As I type this, I’m staring at the home page of iReport.com, CNN’s new foray into citizen journalism. It’s received a good amount of buzz recently as the latest attempt among many to bring “old media” into the 21st century. Expanding the previous iReport section into a full-blown site, CNN now allows user to submit, rank, and discuss video, audio and photos on any category of news. This is indeed interesting. The involvement of citizens in their media makes all the sense in the world. In an era of constant news and updates, citizen input is the logical next step toward a better understanding of… the NYC steam pipe explosion? Wait, what year is it again? Have I been written into an episode of Heroes?
I can see Chris shaking her head – we strive mightily to eliminate any trace of snark here on The Guidewire but sometimes I just can’t help myself. And it’s even easier to do when you’re talking about a billion-dollar corporation, rather than struggling entrepreneurs. Don’t get me wrong – the role of the user in news and media has gone from interesting to vital in recent years. Those who doubt that fact should refer to the monks’ protests in Burma last year, in which reports from citizens alerted the world to their plight.
But is some sort of demarcation needed? One of the commenters on the ReadWriteWeb piece I referenced above makes a good point. Theharmonyguy writes:
Not to endorse an aristocratic media structure, but personally, I think many consumers of news are not well-qualified to produce news…Take a look of [sic] what kinds of stories often rank in “most popular” lists on news sites, and check them for lasting significance. Americans gobble up gossip about Britney Spears, but how much do they know about tensions between India and Pakistan… I think many people, even news junkies, often ignore important news stories or fail to understand the context/implications of stories. A user-driven news site will not help this situation.

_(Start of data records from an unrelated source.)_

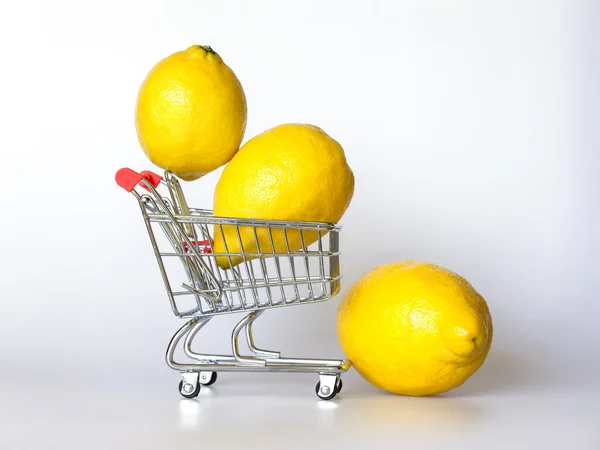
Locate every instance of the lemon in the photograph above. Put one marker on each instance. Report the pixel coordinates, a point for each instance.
(191, 113)
(291, 172)
(414, 328)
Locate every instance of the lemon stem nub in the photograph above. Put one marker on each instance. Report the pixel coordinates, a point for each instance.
(207, 48)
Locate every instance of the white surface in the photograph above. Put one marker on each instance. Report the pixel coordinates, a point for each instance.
(279, 411)
(471, 127)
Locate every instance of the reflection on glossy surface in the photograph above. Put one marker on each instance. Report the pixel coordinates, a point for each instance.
(386, 412)
(189, 413)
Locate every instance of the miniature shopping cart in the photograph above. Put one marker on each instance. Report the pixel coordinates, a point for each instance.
(199, 289)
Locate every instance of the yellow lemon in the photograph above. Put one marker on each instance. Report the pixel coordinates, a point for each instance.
(191, 113)
(414, 328)
(290, 172)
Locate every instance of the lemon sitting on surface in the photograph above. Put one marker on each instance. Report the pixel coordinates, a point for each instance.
(414, 328)
(191, 113)
(292, 172)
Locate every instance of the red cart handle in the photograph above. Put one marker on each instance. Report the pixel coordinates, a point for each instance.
(129, 179)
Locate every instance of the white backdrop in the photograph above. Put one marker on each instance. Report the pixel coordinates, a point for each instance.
(471, 128)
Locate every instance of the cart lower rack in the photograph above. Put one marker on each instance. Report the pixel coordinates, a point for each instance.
(260, 268)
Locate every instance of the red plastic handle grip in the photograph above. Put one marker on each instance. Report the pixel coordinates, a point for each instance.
(129, 179)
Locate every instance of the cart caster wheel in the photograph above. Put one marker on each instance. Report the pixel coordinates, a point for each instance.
(326, 393)
(188, 390)
(208, 378)
(338, 386)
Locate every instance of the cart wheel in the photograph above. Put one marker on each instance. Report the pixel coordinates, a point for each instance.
(188, 390)
(324, 396)
(339, 385)
(208, 378)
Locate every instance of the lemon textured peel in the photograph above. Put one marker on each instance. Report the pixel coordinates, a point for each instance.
(191, 113)
(414, 328)
(292, 172)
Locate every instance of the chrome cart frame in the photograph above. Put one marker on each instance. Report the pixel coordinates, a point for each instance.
(262, 279)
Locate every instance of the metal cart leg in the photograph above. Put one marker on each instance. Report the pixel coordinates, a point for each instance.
(250, 339)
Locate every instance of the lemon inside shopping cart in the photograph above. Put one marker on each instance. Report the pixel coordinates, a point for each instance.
(292, 172)
(191, 113)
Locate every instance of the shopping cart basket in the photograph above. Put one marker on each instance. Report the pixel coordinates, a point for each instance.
(182, 239)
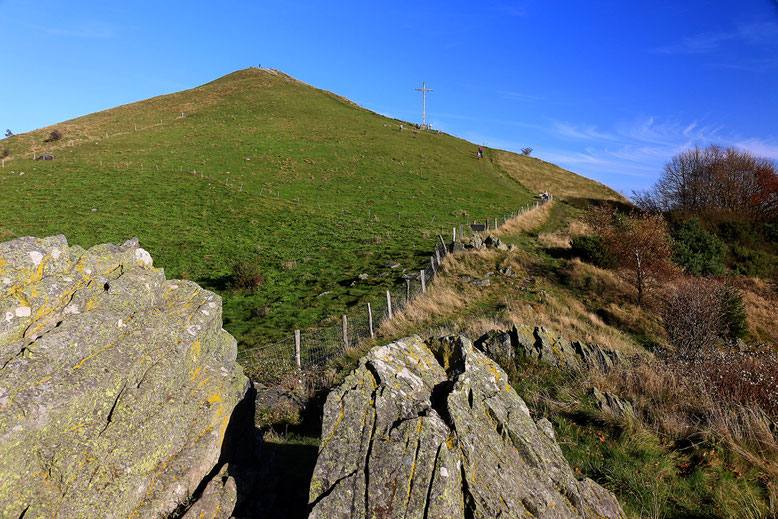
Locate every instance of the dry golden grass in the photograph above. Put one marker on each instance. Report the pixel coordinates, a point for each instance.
(453, 300)
(440, 300)
(677, 407)
(761, 308)
(559, 240)
(538, 176)
(525, 222)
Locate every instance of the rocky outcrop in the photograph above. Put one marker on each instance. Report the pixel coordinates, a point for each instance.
(544, 345)
(435, 430)
(612, 404)
(117, 386)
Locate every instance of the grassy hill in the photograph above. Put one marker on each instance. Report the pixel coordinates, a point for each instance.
(343, 192)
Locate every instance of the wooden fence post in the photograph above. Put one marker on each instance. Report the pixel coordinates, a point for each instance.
(297, 348)
(370, 320)
(345, 333)
(389, 303)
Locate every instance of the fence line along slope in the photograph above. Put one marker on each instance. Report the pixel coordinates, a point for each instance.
(369, 194)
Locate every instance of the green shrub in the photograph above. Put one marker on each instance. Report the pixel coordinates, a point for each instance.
(246, 275)
(696, 250)
(750, 262)
(736, 232)
(771, 232)
(592, 249)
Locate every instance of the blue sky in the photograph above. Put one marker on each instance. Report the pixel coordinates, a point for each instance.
(610, 90)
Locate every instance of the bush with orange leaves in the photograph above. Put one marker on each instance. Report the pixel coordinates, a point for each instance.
(639, 244)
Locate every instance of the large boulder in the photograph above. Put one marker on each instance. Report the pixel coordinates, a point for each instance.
(435, 430)
(117, 386)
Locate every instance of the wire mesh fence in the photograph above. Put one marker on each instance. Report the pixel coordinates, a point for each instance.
(274, 362)
(314, 349)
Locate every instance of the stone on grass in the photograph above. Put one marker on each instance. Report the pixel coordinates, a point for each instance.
(435, 430)
(117, 385)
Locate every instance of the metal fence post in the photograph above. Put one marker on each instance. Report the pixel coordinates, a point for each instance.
(297, 349)
(389, 303)
(345, 333)
(370, 320)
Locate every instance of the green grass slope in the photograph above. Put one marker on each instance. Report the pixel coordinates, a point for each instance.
(343, 192)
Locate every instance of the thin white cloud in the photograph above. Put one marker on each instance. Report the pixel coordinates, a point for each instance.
(755, 33)
(765, 148)
(519, 96)
(581, 132)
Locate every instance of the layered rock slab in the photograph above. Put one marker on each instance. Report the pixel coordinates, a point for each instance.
(435, 430)
(116, 385)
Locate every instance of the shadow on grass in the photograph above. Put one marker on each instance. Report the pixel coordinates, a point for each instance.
(277, 484)
(218, 283)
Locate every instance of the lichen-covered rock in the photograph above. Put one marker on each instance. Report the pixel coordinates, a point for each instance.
(541, 344)
(497, 345)
(218, 498)
(435, 430)
(116, 385)
(613, 404)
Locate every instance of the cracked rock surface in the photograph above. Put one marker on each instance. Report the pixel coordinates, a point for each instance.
(116, 385)
(434, 430)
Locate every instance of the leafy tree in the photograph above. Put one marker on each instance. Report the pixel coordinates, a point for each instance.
(715, 181)
(638, 244)
(696, 250)
(694, 316)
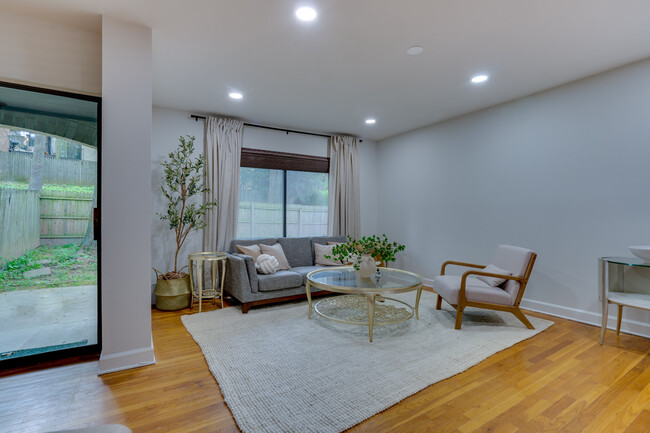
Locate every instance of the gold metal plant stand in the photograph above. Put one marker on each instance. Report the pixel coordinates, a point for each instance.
(196, 261)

As someone who has always viewed Digg as inherently fallible due to this very reason, I have to agree. And yes, I see the irony in quoting a citizen on the pitfalls of citizen journalism. I’m falling down a rabbit hole here so I’ll make my point.
There are countless ways in which users can add to and build upon existing media outlets. Integrating users and their input adds layers to news stories that didn’t previously exist. But putting them in charge of the whole shebang results in two distinct scenarios: either a set group of users learns to game the system and you end up with simply another group of people dictating the news or odd stories with no current relevance find their way onto the front page, a la the NYC steam pipe explosion. Further evidence of this – a quick click on iReport’s ‘election’ tag returns result of which Mitt Romney are the top two.
Citizen journalism is an important piece of the Internet and 21st century media. But it doesn’t have to replace the old guard in order to be effective. I think CNN should re-absorb iReport into its existing site. I’ll find much more value in it alongside “old-school” reporting – and am more likely to frequent it.